I'm not sure what you mean here either, Prolly trees were designed specifically for this purpose.

I am talking about a case where imagine the leaf entries are just messageHashes and no key-value hashed together. In that case, we get a level 0 chunk/bucket where there can be 5 leaf nodes or 50000 (based on parameter/input set). To not resend the whole chunk/bucket we can find the starting messageHash which is causing the upper-level mismatch. This process might take time to find the starting range.

Timestamp Boundaries in Leaf Buckets: Implementing timestamp boundaries within the leaf buckets, which hold ordered messageHashes, enhances navigational efficiency. This structure enables more rapid access to the pertinent bucket, leveraging logarithmic complexity.

It would be much simpler to have 2 trees one for key=timestamp value=hashes, one for key=hashes value=none.

But I think here is an assumption that for a timestamp there can be multiple messages, so idk how this timestamp-based key-value store will work. Imagine user said sync me between X and Y time stamp, so to get X we need to hash it with it's value, but values can be different, so collision.

ABresting commented 7 months ago

Timestamps should be unique, don't we use nanosecond precision?

Well, we have nanosecond-precision timestamp fields, but we definitely suggest timestamps to tick on coarse boundaries (by design), otherwise timing attacks becoming pretty trivial. We should expect timestamps around 500ms boundaries.

@jm-clius @SionoiS So basically I am trying to avoid having two Prolly trees, if using some clever trick we can track down the first difference in messageHash at level 0 leaf chunk/bucket then answering the range quires can be easily handled at store/archive level itself. For eg. If given a root Hash and the range that Sync me between X timestamp and Y timestamp then even in the case of "one timestamp multiple Hashes" we can get the messageHash of first occurrence of timestamp X and for Y timestamp last occurrence. So Sync between those might give us an optimal messageHashes Sync set.

SionoiS commented 7 months ago

But I think here is an assumption that for a timestamp there can be multiple messages, so idk how this timestamp-based key-value store will work. Imagine user said sync me between X and Y time stamp, so to get X we need to hash it with it's value, but values can be different, so collision.

For a read you don't need to hash anything, only inserts/deletes to determine "chunk" boundaries.

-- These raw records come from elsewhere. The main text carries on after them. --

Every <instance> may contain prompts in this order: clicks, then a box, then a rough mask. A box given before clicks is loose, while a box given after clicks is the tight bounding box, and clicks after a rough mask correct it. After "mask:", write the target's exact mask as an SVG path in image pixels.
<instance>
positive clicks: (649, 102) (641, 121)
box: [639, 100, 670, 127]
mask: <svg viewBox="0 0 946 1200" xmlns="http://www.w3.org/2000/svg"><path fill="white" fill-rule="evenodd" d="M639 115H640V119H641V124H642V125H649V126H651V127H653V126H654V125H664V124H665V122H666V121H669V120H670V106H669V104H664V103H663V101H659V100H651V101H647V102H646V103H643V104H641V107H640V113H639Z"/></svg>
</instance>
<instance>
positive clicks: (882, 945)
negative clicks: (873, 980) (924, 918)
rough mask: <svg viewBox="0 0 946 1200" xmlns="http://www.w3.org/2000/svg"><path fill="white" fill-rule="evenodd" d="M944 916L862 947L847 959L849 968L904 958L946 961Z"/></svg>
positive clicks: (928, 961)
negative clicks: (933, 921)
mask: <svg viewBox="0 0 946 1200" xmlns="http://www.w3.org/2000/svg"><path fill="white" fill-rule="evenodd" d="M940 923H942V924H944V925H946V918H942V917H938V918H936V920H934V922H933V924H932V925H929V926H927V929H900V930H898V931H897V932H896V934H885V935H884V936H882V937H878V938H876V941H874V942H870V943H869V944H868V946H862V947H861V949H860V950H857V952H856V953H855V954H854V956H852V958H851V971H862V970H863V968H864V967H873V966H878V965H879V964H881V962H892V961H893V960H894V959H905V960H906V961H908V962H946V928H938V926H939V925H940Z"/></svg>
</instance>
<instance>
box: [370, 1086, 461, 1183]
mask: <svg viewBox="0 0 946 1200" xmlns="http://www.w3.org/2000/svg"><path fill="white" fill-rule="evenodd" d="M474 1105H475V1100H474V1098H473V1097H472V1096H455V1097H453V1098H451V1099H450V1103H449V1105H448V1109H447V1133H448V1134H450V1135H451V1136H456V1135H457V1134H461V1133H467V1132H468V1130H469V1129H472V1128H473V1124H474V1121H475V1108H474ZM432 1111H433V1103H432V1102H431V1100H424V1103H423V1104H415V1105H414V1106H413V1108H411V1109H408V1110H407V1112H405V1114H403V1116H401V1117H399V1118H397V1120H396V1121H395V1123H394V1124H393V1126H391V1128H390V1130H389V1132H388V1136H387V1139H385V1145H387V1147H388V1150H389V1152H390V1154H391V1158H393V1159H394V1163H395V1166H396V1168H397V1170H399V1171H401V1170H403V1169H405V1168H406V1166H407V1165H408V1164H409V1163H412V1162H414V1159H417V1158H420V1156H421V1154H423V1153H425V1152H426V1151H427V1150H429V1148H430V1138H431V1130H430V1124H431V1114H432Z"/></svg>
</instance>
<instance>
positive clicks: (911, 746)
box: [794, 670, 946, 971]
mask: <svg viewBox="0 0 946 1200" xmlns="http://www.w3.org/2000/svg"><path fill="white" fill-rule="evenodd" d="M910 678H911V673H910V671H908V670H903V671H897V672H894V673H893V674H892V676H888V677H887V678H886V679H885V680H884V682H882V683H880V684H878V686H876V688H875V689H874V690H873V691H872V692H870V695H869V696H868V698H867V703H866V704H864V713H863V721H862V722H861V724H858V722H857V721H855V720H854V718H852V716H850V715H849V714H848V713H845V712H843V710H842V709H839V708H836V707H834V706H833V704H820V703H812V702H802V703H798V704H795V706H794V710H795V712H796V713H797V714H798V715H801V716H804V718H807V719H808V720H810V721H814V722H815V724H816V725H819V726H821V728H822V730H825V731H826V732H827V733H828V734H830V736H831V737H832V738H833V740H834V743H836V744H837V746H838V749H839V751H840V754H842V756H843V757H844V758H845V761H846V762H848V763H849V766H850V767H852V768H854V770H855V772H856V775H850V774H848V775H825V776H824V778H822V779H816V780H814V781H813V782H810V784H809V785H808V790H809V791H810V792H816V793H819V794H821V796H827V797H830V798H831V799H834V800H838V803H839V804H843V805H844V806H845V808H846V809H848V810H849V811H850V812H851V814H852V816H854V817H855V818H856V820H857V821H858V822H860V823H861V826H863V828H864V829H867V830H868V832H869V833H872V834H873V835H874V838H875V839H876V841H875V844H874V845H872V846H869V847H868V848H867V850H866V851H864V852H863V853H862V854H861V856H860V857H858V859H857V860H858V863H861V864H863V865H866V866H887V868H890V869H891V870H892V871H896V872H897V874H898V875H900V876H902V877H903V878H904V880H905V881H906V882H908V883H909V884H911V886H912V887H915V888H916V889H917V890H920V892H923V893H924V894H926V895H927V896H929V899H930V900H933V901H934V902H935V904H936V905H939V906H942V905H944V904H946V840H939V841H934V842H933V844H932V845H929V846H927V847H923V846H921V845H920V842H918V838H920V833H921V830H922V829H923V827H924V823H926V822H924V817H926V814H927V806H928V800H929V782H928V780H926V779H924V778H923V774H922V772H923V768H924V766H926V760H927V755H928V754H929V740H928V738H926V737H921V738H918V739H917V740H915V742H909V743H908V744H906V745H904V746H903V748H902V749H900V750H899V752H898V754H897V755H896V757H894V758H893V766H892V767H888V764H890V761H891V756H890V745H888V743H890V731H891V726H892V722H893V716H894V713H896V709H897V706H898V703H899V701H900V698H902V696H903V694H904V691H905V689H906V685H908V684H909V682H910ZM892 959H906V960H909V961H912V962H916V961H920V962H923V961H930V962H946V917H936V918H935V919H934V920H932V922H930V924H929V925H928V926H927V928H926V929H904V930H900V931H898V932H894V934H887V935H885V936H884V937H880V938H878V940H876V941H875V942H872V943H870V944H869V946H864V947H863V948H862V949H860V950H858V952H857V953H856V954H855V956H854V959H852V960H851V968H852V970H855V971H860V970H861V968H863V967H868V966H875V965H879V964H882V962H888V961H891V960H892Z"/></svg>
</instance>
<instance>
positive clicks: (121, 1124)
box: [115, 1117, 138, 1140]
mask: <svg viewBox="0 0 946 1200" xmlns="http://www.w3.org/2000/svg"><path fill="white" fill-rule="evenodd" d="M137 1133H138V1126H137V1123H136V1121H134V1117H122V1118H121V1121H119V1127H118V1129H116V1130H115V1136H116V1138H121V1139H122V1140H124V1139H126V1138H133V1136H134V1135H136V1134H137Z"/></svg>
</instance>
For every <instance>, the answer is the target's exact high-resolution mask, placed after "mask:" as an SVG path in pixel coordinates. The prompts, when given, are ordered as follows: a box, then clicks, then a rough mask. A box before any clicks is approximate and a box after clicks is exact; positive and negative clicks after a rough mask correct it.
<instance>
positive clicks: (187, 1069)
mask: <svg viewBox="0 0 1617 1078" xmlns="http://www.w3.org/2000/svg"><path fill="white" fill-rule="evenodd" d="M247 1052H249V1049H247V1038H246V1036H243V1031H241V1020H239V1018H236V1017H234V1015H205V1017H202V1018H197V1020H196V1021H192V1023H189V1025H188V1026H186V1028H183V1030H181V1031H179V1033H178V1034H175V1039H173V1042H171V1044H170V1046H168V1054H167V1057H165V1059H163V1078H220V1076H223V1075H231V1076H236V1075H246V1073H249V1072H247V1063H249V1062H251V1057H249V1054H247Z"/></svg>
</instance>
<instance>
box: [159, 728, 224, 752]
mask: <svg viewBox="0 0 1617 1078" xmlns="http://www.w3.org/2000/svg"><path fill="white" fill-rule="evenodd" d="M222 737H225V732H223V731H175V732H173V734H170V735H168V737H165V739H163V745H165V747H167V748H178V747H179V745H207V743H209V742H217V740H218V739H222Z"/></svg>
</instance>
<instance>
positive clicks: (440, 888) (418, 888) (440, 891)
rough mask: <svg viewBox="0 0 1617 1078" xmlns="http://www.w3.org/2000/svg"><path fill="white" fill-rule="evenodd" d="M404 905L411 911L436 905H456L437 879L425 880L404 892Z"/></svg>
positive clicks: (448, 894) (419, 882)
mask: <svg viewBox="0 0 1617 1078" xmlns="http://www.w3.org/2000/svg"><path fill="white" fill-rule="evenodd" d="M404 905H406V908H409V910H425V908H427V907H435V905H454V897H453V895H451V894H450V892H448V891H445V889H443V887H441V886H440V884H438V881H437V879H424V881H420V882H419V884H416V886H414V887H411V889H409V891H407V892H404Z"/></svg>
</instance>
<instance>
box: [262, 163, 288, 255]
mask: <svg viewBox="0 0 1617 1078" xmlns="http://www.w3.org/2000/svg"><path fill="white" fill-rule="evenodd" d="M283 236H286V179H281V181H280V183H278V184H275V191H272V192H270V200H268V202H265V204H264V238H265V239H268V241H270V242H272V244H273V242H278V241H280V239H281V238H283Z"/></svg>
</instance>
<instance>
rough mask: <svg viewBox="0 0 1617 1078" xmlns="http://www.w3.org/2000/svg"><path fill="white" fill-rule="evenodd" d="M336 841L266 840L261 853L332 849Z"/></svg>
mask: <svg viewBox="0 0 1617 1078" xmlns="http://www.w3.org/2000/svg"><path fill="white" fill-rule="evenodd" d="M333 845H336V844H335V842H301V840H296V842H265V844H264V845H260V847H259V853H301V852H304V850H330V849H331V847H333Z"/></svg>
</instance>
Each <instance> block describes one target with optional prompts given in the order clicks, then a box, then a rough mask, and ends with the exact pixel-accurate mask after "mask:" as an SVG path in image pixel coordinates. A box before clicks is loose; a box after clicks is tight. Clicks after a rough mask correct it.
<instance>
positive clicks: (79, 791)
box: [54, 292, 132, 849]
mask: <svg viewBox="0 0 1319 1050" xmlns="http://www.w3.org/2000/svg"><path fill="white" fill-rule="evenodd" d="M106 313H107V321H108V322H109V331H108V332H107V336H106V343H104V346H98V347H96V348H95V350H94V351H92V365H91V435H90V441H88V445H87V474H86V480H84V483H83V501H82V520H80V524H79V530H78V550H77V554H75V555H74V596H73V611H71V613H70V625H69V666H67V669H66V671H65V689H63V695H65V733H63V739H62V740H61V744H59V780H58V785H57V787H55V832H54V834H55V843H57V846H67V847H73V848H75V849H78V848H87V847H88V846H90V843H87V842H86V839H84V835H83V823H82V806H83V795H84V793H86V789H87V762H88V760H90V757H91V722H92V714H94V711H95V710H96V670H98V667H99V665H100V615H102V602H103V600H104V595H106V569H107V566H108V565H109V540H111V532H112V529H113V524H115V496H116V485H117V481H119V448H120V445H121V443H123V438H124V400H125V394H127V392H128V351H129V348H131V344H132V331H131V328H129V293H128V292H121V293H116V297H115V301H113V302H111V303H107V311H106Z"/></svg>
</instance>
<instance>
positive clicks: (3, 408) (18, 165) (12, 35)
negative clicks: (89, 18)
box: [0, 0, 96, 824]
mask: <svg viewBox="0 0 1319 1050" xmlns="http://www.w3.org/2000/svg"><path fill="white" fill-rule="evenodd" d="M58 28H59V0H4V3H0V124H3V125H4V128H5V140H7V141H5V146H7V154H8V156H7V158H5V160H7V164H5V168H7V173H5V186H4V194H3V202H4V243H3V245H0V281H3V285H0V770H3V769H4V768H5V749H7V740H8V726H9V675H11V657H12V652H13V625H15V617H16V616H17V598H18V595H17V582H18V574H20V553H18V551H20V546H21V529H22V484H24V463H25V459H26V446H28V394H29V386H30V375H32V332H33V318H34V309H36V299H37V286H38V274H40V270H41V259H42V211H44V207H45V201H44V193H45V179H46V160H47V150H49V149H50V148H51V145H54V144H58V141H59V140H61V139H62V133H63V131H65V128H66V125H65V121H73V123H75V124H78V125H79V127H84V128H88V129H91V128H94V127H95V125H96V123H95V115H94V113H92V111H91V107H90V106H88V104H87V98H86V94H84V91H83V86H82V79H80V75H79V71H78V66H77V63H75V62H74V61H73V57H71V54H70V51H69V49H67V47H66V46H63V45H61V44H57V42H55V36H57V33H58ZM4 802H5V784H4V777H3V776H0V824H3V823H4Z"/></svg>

If we have multiple values per key, Sync is less efficient because you loose granularity.

SionoiS commented 7 months ago

Had a good discussion with @ABresting, we probably need to allow multiple values per key in the case of a time index but loose on sync efficiency as time precision decrease.

Also, we could limit the type of queries by not building every possible index OR do the opposite and build every index and allow arbitrary queries. I'm not sure the of the advantages of either.

Lastly, the chunking algorithm could be based on rolling hashes but can be change later, the structure of the tree is agnostic to this.

SionoiS commented 7 months ago

I just had an idea. If we need multiple values per key then could sort the values too. That way if we choose a tree shape with big leafs (chunks) searching this chunk is more efficient (only work if values can be sorted) and deterministic.

ABresting commented 7 months ago

I just had an idea. If we need multiple values per key then could sort the values too. That way if we choose a tree shape with big leafs (chunks) searching this chunk is more efficient (only work if values can be sorted) and deterministic.

so a BTree inside the multiValue key? regarding some sort of sorting order, then size or chronological ordering based on first 5 bytes of messageHash can be highly deterministic?